The model call in the middle is one line of code. Everything else is the harness.
This is true for every coding agent you've used:
| Agent | What it adds on top of the raw API |
|---|---|
| Claude Code | CLAUDE.md hierarchy, hooks, slash commands, MCP integration, session-resume |
| Cursor | tab autocomplete, edit-application diff UI, multi-file context, codebase index |
| Aider | git-aware context, repo map, in-place edit-application |
| Continue | VS Code integration, custom rules, multi-provider routing |
| Cline | step-by-step plan mode, terminal integration, browser automation |
| Codex CLI | AGENTS.md hierarchy, sandboxed execution, MCP support |
All of them, underneath, are the same four layers wrapped around a
messages.create (or equivalent).
Why "harness" is the right name
The word comes from machine learning research — a "test harness" runs models against fixed inputs to measure outputs. The agent sense is similar: code that wraps a model so it can DO things, not just describe them.
The narrower term "agent" usually means the loop (chapter 16). A harness is the loop PLUS the input prep, output rendering, tool registry, configuration, and observability layers. Loop is a function. Harness is a product.
What this lesson is NOT
- Not a tutorial on which harness to install.

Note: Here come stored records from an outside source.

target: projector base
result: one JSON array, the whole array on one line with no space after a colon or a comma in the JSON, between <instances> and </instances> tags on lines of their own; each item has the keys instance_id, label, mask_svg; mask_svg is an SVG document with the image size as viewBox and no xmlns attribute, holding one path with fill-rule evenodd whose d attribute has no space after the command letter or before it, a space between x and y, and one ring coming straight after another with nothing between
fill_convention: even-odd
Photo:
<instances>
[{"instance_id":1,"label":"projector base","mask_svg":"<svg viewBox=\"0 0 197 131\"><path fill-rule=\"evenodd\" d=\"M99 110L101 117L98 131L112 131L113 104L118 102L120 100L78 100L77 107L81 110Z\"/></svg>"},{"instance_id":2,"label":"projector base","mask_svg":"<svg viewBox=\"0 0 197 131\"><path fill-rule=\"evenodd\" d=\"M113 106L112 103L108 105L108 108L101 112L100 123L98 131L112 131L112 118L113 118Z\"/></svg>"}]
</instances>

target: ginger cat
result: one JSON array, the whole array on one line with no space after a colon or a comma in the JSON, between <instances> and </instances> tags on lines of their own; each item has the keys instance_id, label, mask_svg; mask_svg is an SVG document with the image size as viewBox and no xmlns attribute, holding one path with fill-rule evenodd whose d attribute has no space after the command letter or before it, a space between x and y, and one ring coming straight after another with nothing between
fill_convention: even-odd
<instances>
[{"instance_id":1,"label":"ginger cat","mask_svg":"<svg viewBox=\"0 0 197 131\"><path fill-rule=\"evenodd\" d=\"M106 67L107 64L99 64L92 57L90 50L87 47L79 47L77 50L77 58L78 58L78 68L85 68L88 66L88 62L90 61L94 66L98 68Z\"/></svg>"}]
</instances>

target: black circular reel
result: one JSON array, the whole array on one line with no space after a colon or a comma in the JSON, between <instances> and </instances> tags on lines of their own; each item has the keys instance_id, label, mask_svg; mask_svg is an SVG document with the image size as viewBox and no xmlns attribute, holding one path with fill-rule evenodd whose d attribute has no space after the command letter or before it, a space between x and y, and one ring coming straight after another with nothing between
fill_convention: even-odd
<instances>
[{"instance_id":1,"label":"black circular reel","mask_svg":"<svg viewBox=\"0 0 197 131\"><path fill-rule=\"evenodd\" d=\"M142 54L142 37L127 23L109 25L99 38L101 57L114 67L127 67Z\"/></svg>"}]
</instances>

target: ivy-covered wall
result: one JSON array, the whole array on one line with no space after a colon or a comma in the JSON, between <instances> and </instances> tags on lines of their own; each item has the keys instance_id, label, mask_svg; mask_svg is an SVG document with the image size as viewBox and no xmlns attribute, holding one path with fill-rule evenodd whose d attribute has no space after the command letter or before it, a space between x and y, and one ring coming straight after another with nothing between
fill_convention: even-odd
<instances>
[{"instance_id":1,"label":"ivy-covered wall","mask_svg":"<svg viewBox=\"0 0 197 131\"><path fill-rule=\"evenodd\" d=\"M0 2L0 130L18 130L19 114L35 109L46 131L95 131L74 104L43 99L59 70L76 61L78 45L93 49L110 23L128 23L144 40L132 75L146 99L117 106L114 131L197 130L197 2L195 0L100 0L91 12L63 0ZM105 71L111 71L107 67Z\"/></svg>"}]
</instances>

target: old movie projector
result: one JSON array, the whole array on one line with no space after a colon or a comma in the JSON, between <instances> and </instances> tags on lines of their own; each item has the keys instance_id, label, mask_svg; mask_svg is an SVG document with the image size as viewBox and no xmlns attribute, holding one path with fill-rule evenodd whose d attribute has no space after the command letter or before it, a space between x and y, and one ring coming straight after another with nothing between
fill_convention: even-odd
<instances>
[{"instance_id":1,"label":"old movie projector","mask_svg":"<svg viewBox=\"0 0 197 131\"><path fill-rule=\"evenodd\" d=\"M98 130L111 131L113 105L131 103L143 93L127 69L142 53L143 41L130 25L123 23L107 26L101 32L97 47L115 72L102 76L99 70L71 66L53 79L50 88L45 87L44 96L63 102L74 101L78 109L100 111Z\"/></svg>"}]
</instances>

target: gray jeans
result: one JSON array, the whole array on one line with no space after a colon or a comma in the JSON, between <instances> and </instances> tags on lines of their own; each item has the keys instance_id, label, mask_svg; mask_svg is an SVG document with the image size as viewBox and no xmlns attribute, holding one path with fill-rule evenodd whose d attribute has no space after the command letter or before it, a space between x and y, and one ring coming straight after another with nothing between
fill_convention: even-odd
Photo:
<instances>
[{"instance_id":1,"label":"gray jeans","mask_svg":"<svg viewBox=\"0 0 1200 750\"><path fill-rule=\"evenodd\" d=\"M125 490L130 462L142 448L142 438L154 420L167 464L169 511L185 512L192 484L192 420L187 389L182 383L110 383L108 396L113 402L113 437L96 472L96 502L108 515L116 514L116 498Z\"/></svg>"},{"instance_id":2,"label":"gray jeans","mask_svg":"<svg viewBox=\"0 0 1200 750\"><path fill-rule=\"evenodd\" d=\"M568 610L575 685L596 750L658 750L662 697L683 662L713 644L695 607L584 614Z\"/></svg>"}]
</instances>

- Not a deep dive on Cursor/Aider/Claude Code internals.
- Not a guide to building a competitive product harness.
What it IS: the four layers that show up in every harness, the language to talk about them, and the four bugs that show up when those layers are mis-built.
What you'll build
A minimal harness in <70 lines: input prep + model call + output parsing + tool dispatch, wired through with a deterministic mock model so it runs in Pyodide. Then bug fixes for the two most common harness bugs: missing retries (transient errors crash the loop) and hardcoded tool registry (can't add tools without editing the loop).
The harness you'll build is the harness underneath every product you've used. Once you've built it once, you can read any harness's source and recognize the same shape inside.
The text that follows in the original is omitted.